- 4 ounces bittersweet chocolate, coarsely chopped
- 2 cups Gluten-Free Flour Mix
- 1-1/3 cups sugar
- 1/3 cup unsweetened cocoa powder
- 2 teaspoons baking soda
- 1 teaspoon Fleischmann's® Baking Powder
- 1/2 teaspoon salt
- 1 cup buttermilk
- 1 cup warm water
- 1/2 cup Mazola® Corn Oil
- 2 eggs
- 1 teaspoon pure vanilla extract
- 3/4 cup butter OR margarine, softened
- 2 cups powdered sugar
- 1/2 teaspoon pure vanilla extract
- Preheat oven to 350°F. Prepare 24 paper lined or greased muffin cups (2-1/2 inch).
- Melt chocolate in the microwave or according to package directions. Set aside.
- Whisk together flour mix, sugar, cocoa powder, baking soda, baking powder and salt in a large mixer bowl.

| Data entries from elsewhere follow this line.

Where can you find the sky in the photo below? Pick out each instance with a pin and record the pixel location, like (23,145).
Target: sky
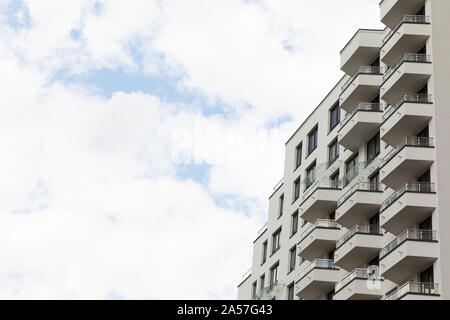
(141,139)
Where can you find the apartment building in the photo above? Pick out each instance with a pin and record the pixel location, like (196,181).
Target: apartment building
(362,210)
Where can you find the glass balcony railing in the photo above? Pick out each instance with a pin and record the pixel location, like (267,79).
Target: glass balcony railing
(363,106)
(360,186)
(362,70)
(359,229)
(331,184)
(319,224)
(318,264)
(406,19)
(358,273)
(418,187)
(420,142)
(408,57)
(410,234)
(407,98)
(421,288)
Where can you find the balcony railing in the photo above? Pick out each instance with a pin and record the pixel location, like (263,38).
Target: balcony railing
(422,288)
(333,185)
(318,264)
(363,106)
(420,142)
(410,234)
(359,229)
(407,98)
(419,187)
(319,224)
(360,186)
(408,57)
(358,273)
(362,70)
(406,19)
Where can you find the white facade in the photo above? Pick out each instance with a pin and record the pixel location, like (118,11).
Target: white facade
(372,219)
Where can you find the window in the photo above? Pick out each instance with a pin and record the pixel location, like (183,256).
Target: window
(264,253)
(298,156)
(294,223)
(351,169)
(274,274)
(296,189)
(373,148)
(262,283)
(312,140)
(335,116)
(276,241)
(254,289)
(292,258)
(310,175)
(291,291)
(280,204)
(374,182)
(334,180)
(333,152)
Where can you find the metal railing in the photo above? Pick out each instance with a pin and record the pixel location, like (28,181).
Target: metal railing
(363,229)
(332,185)
(362,70)
(320,223)
(318,263)
(410,234)
(407,57)
(358,273)
(419,187)
(423,288)
(420,142)
(363,106)
(360,186)
(406,19)
(412,98)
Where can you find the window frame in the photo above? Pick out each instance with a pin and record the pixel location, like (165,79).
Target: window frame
(335,143)
(312,166)
(292,256)
(265,246)
(313,132)
(294,222)
(276,240)
(273,280)
(335,108)
(280,206)
(296,193)
(298,156)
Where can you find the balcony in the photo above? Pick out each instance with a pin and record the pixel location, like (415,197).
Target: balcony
(320,200)
(360,125)
(410,253)
(406,117)
(359,203)
(409,35)
(407,161)
(416,291)
(360,284)
(361,244)
(364,85)
(318,239)
(361,50)
(409,74)
(407,207)
(317,279)
(393,10)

Stir in buttermilk, water, oil, eggs and vanilla and mix for 2 minutes on medium speed. Add melted chocolate and continue mixing for 1 minute.
- Portion batter into baking cups filling each almost full. Bake for 20 to 25 minutes or until a wooden pick inserted in the center comes out clean.
- Remove from oven and transfer to a cooling rack. Cool to room temperature prior to frosting.
- For frosting: Beat butter with an electric mixer on medium-high speed for 1 to 2 minutes until pale and fluffy. Gradually add powdered sugar. Add vanilla and beat until smooth.